La France et l'Allemagne ont voulu l'euro, mais pour les Allemands celui-ci devait avoir les mêmes atours que le mark: une valeur forte permettant de maintenir des taux d'intérêt bas et de limiter l'inflation. Et comme les produits "made in Germany" ne fondent pas leur compétitivité sur les coûts, rien de grave à ce que cette monnaie forte renchérisse le prix des exportations, au contraire même! Voilà, à gros traits, l'esprit de l'euro. Dans les années 1990, l'Allemagne impose des conditions très strictes aux Etats souhaitant intégrer l'Union économique et monétaire (les fameux critères de convergence) pariant sur l'incapacité des Etats du sud de l'Europe, que l'on qualifie déjà de "pays du club Med" (par la voix du ministre allemand des finances).
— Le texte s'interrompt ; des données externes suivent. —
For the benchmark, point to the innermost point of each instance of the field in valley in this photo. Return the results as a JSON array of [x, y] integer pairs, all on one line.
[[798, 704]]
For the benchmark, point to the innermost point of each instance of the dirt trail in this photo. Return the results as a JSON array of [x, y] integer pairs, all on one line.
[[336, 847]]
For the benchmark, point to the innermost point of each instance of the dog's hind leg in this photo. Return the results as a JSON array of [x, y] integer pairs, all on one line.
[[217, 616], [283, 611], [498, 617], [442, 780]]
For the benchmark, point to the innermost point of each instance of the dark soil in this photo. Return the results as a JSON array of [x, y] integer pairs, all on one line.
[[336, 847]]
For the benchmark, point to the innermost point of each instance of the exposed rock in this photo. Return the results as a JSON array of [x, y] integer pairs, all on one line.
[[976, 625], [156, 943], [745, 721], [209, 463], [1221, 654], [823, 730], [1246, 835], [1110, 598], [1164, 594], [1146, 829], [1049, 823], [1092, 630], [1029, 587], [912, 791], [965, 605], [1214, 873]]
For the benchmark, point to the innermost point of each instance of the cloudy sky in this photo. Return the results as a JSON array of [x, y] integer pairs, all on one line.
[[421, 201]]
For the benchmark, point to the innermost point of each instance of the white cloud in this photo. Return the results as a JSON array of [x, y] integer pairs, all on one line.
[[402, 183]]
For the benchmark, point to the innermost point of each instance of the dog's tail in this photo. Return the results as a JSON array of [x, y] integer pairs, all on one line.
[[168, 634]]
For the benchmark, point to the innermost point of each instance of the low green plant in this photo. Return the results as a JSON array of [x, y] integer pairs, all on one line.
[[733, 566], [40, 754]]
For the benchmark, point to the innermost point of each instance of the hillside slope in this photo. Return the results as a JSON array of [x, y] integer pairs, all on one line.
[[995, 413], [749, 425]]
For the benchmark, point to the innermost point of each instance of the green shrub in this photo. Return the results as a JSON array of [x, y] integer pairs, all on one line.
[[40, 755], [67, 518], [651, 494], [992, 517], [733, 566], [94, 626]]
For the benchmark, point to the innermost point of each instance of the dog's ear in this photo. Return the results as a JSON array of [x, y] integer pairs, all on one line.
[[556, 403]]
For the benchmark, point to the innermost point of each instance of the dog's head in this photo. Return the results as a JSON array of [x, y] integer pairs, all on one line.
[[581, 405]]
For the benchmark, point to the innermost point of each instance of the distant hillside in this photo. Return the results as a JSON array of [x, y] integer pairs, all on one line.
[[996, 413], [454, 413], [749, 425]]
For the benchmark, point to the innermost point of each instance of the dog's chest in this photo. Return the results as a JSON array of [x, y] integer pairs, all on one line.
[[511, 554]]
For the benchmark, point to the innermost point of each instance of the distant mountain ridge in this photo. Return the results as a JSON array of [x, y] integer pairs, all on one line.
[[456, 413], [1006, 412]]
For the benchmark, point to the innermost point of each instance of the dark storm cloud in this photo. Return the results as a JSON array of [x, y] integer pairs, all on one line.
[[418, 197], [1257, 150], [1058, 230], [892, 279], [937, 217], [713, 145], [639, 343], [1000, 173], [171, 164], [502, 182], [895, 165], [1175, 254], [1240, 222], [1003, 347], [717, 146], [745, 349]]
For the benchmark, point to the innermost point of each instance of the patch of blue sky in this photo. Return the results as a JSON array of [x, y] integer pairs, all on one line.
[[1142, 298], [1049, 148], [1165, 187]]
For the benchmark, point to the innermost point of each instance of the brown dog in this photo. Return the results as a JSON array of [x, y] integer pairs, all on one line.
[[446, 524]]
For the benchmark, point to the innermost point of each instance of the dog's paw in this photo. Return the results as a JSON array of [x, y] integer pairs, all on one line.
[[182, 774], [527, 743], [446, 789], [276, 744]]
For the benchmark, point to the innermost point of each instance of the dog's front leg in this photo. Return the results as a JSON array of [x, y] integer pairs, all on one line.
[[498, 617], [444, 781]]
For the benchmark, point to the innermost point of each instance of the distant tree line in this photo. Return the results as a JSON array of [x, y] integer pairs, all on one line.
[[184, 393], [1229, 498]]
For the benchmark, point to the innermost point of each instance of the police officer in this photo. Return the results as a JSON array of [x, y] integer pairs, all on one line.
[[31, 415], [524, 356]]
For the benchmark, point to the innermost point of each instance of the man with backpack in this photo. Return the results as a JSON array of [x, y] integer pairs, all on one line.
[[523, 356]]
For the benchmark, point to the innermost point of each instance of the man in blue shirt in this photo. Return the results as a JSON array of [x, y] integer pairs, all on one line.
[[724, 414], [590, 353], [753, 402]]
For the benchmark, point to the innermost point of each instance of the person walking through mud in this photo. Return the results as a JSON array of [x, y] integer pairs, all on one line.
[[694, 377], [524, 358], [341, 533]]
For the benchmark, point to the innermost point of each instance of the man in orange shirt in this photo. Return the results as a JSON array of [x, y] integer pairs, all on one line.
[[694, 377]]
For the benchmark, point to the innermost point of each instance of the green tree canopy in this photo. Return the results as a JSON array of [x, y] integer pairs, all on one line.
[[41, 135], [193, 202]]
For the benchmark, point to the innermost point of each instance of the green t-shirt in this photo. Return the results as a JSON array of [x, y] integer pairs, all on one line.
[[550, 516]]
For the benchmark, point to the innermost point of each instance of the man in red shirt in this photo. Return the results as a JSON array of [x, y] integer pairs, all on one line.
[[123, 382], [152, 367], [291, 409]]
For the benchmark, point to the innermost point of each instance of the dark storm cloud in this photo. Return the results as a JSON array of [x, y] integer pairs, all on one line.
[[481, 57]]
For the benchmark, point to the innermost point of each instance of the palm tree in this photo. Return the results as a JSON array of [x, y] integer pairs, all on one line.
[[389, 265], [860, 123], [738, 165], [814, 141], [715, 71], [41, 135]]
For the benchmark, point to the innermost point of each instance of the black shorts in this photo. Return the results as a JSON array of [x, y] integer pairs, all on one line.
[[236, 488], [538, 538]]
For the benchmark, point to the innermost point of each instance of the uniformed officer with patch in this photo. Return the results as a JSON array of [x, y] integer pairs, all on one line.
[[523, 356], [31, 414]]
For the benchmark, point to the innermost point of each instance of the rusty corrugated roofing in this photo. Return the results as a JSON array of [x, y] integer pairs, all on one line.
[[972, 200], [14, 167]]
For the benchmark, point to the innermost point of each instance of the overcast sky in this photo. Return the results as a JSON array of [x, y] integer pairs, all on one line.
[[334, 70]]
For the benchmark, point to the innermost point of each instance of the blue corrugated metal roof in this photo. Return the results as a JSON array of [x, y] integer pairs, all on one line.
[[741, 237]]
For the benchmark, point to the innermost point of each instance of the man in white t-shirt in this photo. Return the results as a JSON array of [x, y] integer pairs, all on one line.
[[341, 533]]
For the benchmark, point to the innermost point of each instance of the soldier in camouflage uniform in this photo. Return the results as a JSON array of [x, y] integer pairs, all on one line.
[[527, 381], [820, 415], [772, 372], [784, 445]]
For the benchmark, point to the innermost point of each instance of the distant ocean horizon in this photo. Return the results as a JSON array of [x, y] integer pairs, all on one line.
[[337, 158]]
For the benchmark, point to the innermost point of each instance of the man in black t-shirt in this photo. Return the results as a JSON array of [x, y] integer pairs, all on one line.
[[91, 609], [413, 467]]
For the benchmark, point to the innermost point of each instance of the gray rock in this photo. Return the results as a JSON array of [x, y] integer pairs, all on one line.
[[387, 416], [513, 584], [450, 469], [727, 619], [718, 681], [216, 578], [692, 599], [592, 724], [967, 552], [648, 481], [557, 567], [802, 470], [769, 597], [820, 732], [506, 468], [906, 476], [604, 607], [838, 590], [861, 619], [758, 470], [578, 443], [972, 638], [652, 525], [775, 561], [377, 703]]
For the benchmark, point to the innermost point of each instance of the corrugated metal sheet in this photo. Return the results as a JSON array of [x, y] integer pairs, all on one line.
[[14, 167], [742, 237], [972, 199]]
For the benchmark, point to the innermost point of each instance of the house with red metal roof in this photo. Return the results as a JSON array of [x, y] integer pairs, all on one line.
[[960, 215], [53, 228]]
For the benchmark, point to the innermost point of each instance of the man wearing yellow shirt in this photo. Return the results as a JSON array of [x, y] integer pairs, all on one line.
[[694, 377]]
Au prix d'efforts considérables, la zone euro s'élargit à la quasi totalité des Etats membres lorsque la monnaie unique est mise en place en 1999.
A partir de ce moment là, tout se complique pour l'Allemagne qui se voit contrainte de faire tous les efforts de rigueur nécessaire pour maintenir la valeur de l'euro qui, de toute évidence, devrait dévisser au moment de la crise économique de 2007-2008. Tous, nous Français compris, profitent largement des efforts allemands et récoltons les fruits: des taux d'intérêt faible, une inflation maîtrisée, des importations (notamment d'hydrocarbures) à des prix inférieurs de 30 à 40% à ceux que payent les Américains...
Alors, dans ces conditions, comment ne pas comprendre l'hystérie allemande qui voit malgré tous ces efforts la valeur de l'euro s'affaiblir tout de même face au franc suisse avec qui longtemps le mark a été comparé. Et surtout, qui voit que son comportement vertueux tranche avec "le laxisme" des fameux pays du Club Med (élargi à l'Irlande). Tout cela se comprend, certainement et nourri une vraie nostalgie du mark, nostalgie qui pourrait bien se traduire par la montée des partisans d'un retour à la monnaie du miracle économique allemand.
Dans une émission de télévision récente ("Ce soir, ou jamais" du 13 décembre), Marie-France Garaud, ancienne conseillère de Chirac et très attachée à la souveraineté nationale, voyait dans l'attitude allemande l'affirmation de ses interets nationaux mais aussi l'embryon d'un repli sur l'Est, la Pologne, la Russie, abandonnant ainsi "des pays avec lesquels elle ne partage aucune solidarité politique, économique ou régionale". Cette analyse est forte. Elle tendrait à accréditer la thèse d'une fin de l'Europe, au moins dans sa forme intégrée actuelle. SI le discours de Marie-France Garaud est largement teintée d'un euroscepticisme évident, il mérite d'être entendu et le rapprochement engagé par l'Allemagne avec la Russie depuis les années 2000 (via notamment le gazoduc Northstream) prend alors un sens plus fort.
Dans les années 1960, le général de Gaulle aurait dit qu'en Europe, "la France est le cavalier, l'Allemagne, le cheval". Cette période s'achève sous nos yeux.
Il aura fallu que l'on touche à l'essentiel, la monnaie, pour que l'Allemagne interroge plus que jamais avant son implication dans le projet européen. L'Allemagne qui doit tout à l'Europe (Robert Schuman lui tend la main en 1950, cinq ans à peine après la fin de la guerre...) semble proche de s'en détourner. Cela a quelque chose de choquant pour l'historien. Pour l'économiste, cela a quelque chose d'évident.